Esa reforma no ha sido notificada por conflictos poselectorales, pero el próximo lunes se cierra el año electoral en Baja California y es cuando se podrá publicar la reforma realizada por el Congreso local de que el gobierno de Jaime Bonilla conste de cinco años y no de dos, como reafirma el Tribunal Electoral.

Será entonces, ya publicada la reforma, cuando los impugnadores podrán proceder ante la Corte para intentar echarla abajo, bajo el argumento de inconstitucionalidad, si es que tienen derecho a ello.

De acuerdo con el constitucionalista Amador Rodríguez Lozano (futuro secretario de Gobierno), lo referido por el Tribunal es en cuanto a la legitimidad y validez de la constancia de mayoría del candidato ganador, Jaime Bonilla. Por eso pidió, recordando al clásico: “no se hagan bolas”.

Por lo pronto, el tema sigue en boga, aunque, finalmente, la única que podrá definir si el gobierno que asume Jaime Bonilla será de dos o de cinco años es la Corte, y eso siempre y cuando se le presente un recurso de inconstitucionalidad.

De todas formas, el primero de noviembre se inicia la gestión de Bonilla en Baja California, la primera ajena al Partido Acción Nacional en los últimos 30 años, cuando el partido blanquiazul rompió la hegemonía del PRI en esa parte de la península, racha rota por el candidato de Morena el pasado mes de junio.

Un ejemplo de civilidad política fue la visita del gobernador de Guanajuato Diego Sinhué Rivero al Senado de la República, para dialogar con el coordinador de la mayoría de Morena, Ricardo Monreal.

Como se recuerda, el gobierno de Guanajuato, al igual que el de Tamaulipas y Veracruz, figuran como propuestas de los senadores de Morena para la desaparición de poderes, por la aparente falta de gobernabilidad.
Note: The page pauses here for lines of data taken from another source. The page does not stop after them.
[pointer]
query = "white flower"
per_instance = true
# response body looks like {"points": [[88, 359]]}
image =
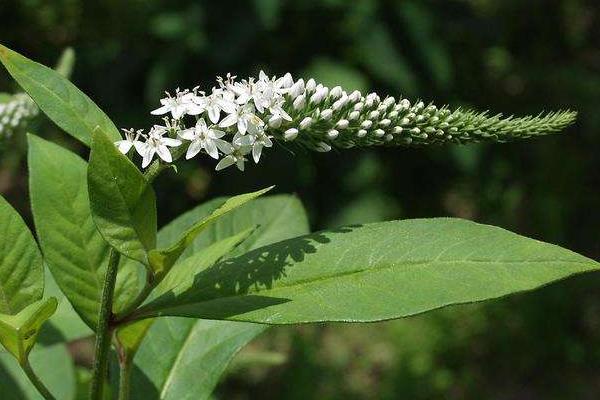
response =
{"points": [[256, 139], [156, 143], [234, 155], [178, 106], [218, 100], [131, 137], [243, 116], [205, 137]]}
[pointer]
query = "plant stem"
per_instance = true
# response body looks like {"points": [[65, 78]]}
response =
{"points": [[39, 385], [154, 170], [103, 331], [125, 377]]}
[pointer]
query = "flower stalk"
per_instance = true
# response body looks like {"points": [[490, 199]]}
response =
{"points": [[238, 119], [103, 329]]}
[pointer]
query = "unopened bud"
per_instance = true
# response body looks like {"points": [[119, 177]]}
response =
{"points": [[300, 102], [342, 124], [275, 121], [332, 134], [326, 113], [290, 134], [305, 123]]}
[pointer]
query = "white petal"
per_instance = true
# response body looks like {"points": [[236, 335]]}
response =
{"points": [[163, 152], [246, 140], [194, 149], [224, 146], [189, 134], [213, 114], [215, 134], [240, 164], [171, 142], [141, 148], [227, 106], [124, 146], [148, 157], [161, 110], [256, 150], [211, 149], [178, 111], [194, 109], [243, 125], [229, 120], [225, 162]]}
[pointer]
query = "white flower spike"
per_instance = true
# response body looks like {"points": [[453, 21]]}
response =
{"points": [[242, 117]]}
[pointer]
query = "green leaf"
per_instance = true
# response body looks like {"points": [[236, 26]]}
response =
{"points": [[19, 332], [53, 365], [58, 98], [122, 201], [21, 268], [73, 249], [162, 260], [65, 325], [372, 272], [181, 276], [172, 363], [130, 336], [278, 217], [182, 359]]}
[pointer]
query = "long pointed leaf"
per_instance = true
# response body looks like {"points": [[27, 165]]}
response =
{"points": [[370, 273]]}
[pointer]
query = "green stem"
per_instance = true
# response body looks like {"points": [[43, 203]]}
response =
{"points": [[125, 377], [103, 331], [39, 385], [150, 284]]}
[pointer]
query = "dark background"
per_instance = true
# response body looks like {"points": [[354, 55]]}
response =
{"points": [[510, 56]]}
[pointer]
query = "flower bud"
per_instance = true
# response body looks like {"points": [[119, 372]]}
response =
{"points": [[336, 92], [287, 81], [340, 103], [297, 89], [389, 101], [342, 124], [322, 147], [305, 123], [326, 114], [290, 134], [355, 96], [300, 102], [275, 121]]}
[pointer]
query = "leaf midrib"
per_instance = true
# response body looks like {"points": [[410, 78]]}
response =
{"points": [[306, 282]]}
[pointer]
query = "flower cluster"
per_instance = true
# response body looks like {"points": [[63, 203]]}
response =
{"points": [[239, 118], [15, 114]]}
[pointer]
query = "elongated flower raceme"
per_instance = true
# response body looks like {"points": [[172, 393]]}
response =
{"points": [[15, 114], [241, 118]]}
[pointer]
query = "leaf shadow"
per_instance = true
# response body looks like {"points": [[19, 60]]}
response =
{"points": [[232, 287]]}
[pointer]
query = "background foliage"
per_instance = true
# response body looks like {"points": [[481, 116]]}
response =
{"points": [[509, 56]]}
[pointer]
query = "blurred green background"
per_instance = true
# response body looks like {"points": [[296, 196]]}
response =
{"points": [[509, 56]]}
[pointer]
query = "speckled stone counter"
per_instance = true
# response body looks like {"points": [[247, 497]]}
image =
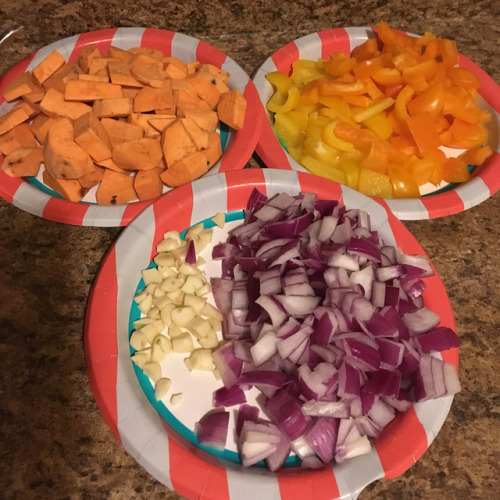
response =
{"points": [[54, 443]]}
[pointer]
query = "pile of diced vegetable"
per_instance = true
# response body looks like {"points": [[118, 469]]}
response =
{"points": [[377, 119], [315, 311]]}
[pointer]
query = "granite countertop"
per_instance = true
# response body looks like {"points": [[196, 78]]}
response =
{"points": [[54, 441]]}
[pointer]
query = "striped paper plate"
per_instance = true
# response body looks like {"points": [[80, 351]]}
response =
{"points": [[32, 196], [161, 450], [444, 200]]}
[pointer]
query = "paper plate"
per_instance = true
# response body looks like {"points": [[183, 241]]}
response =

Después de la reunión, en la que participaron también los senadores panistas Alejandra Reynoso y Mauricio Kuri, Monreal aclaró que no hay motivación política en contra de ningún gobernador de los tres que están propuestos para la desaparición de poderes en sus respectivos estados (Veracruz, Tamaulipas y Guanajuato).

Monreal resaltó que la motivación política deberá resolverse con conciliación y diálogo.

Finalmente, por fortuna no sucedieron grandes cosas en la marcha del 2 de Octubre, aunque sí hubo una docena de descalabrados, algunos vidrios rotos, conatos de bronca, pero se superó la prueba, aunque no se sabe qué fue lo que funcionó, si el presidente les habló a “sus mamacitas o abuelitos” de los “conservadores” embozados, si el cinturón de paz impuesto por Claudia Sheinbaum los relajó, o si entraron en conciencia.